Termination of Stockholders Agreement
Upon completion of the transaction, the Stockholders Agreement with MacAndrews & Forbes will be terminated and all rights held by MacAndrews & Forbes, other than registration rights, will no longer be in effect. This includes any rights to appoint directors to the Scientific Games Board. Following the transaction, the Company’s corporate governance provisions will be in line with typical publicly traded companies. No investor is expected to beneficially own more than 9.9% of the Company’s shares as a result of the transaction.
Timing & Approvals
The transaction between the investing parties and MacAndrews & Forbes is expected to be executed in multiple tranches after which no investor is expected to beneficially own more than 9.9% of the outstanding shares of Scientific Games. The first tranche sale is expected to be completed today and the transaction is expected to be fully completed over the next several weeks. The changes to the Scientific Games Board become effective upon the first tranche sale.
On April 14, 2020, the Company issued a press release stating that “[f]or 2020 as a whole, the Company now anticipates that capital expenditures will be in the range of $210-240 million.” This guidance was reiterated on July 23, 2020 in our second quarter earnings release. We continue to expect capital expenditures for 2020 as a whole to be in the range of $210-240 million.
On May 11, 2020, in the question and answer portion of our first quarter earnings call, the Company communicated that the second quarter was expected to be its lowest revenue quarter for the year. With most casinos now reopened with encouraging early results, we continue to believe that revenues will increase from the second quarter’s results. Also on May 11, 2020, the Company communicated that we believed we would be close to cash flow positive by the end of the year. In the first half of the year the Company generated free cash flow, a non-GAAP financial measure, of $64 million, including $5 million of positive free cash flow in the second quarter due to the strength of our diverse portfolio.

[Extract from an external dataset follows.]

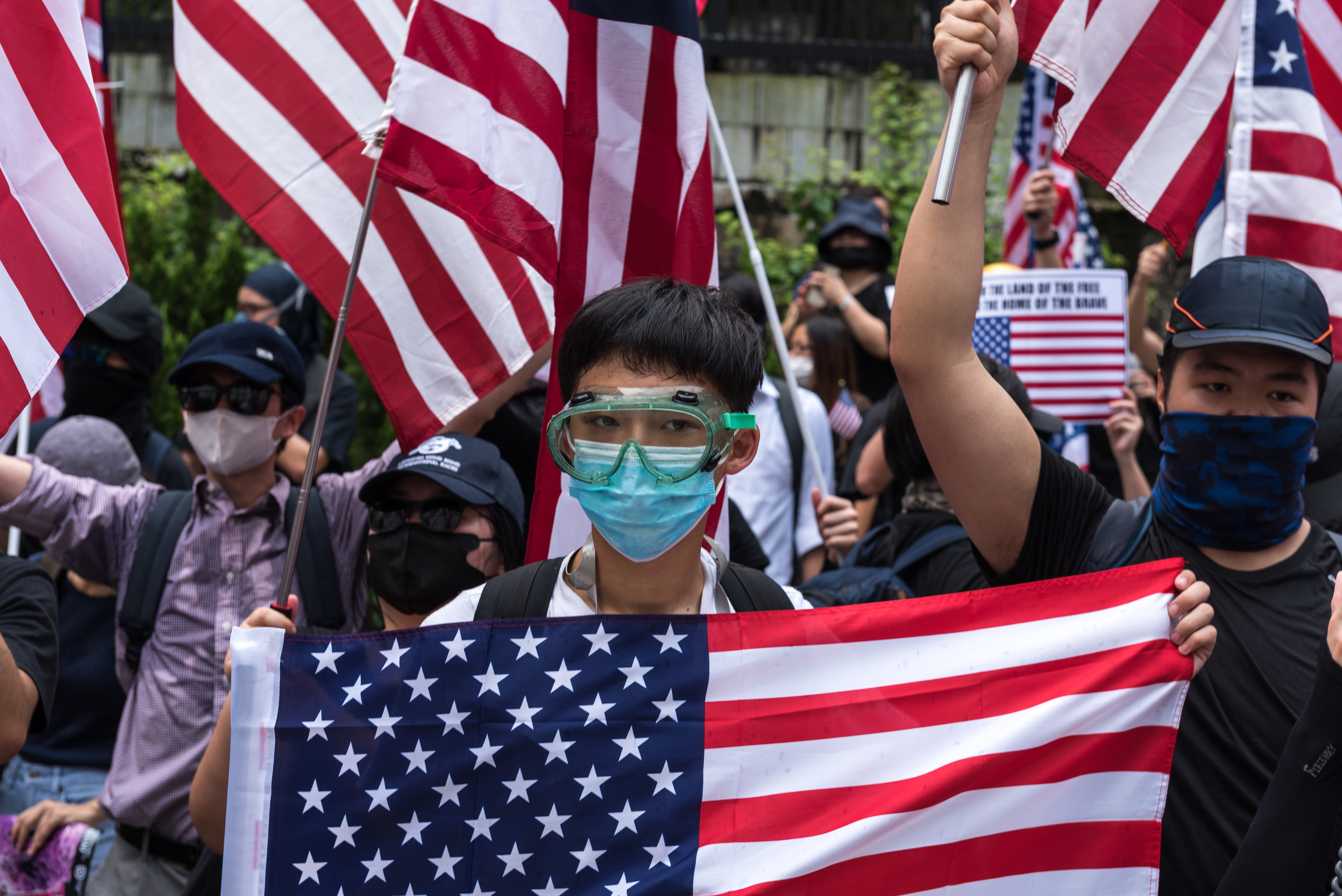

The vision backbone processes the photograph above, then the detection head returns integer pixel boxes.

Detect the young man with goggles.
[0,323,396,896]
[890,0,1342,896]
[424,280,807,625]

We currently expect to be free cash flow positive for the full year 2020.
Macquarie Capital (USA) Inc. acted as lead financial advisor and Oaktower Partnership acted as co-financial advisor to the new institutional investors while Kirkland & Ellis LLP acted as lead legal advisor and Greenberg Traurig, LLP acted as regulatory counsel. Odell and Korsanos were advised by Jarden Australia Pty Limited. Deutsche Bank Securities Inc. acted as financial advisor to MacAndrews & Forbes and Wachtell, Lipton, Rosen & Katz acted as legal advisor.

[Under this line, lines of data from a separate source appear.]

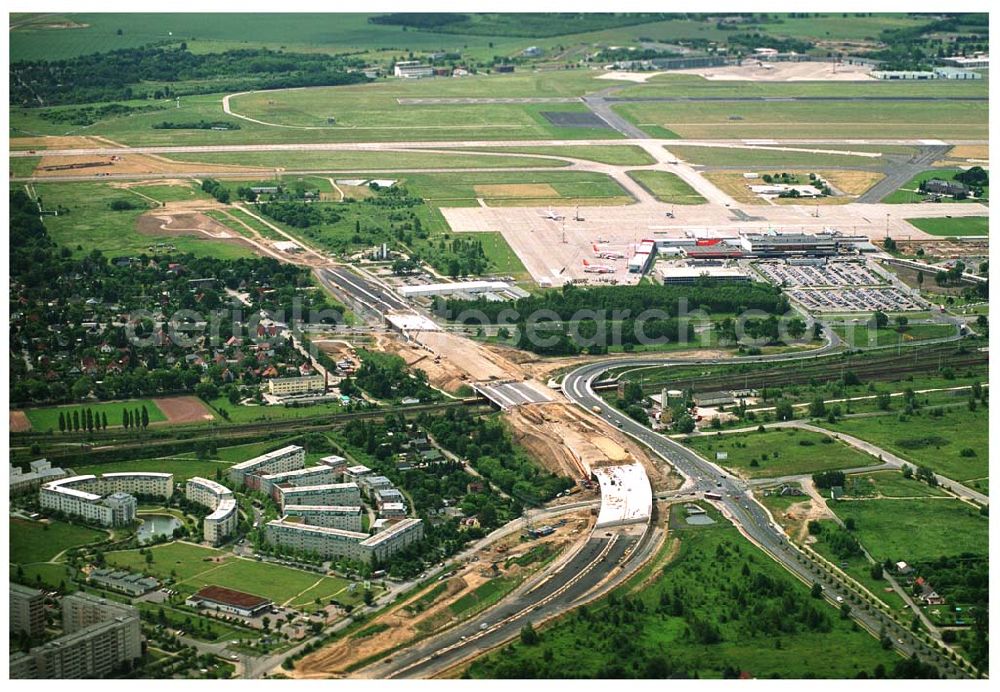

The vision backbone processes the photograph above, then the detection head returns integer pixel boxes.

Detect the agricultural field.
[628,170,705,204]
[833,323,956,348]
[681,428,878,478]
[24,399,167,432]
[821,401,989,482]
[908,216,990,236]
[468,512,900,678]
[882,170,990,203]
[18,182,252,260]
[827,497,989,562]
[105,542,361,607]
[10,517,107,565]
[614,101,987,139]
[171,147,572,171]
[474,144,656,166]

Founded in 1992, Caledonia is a global investment management firm and has a concentrated, high conviction and long-term investment approach. Caledonia has significant and deep experience in the global gaming sector, including a US$2.5 billion shareholding in Flutter Entertainment currently. Over the last 15 years, Caledonia has had significant investments in Aristocrat, including being the largest institutional shareholder for much of the last 5 years. Caledonia’s other current gaming investment is DraftKings.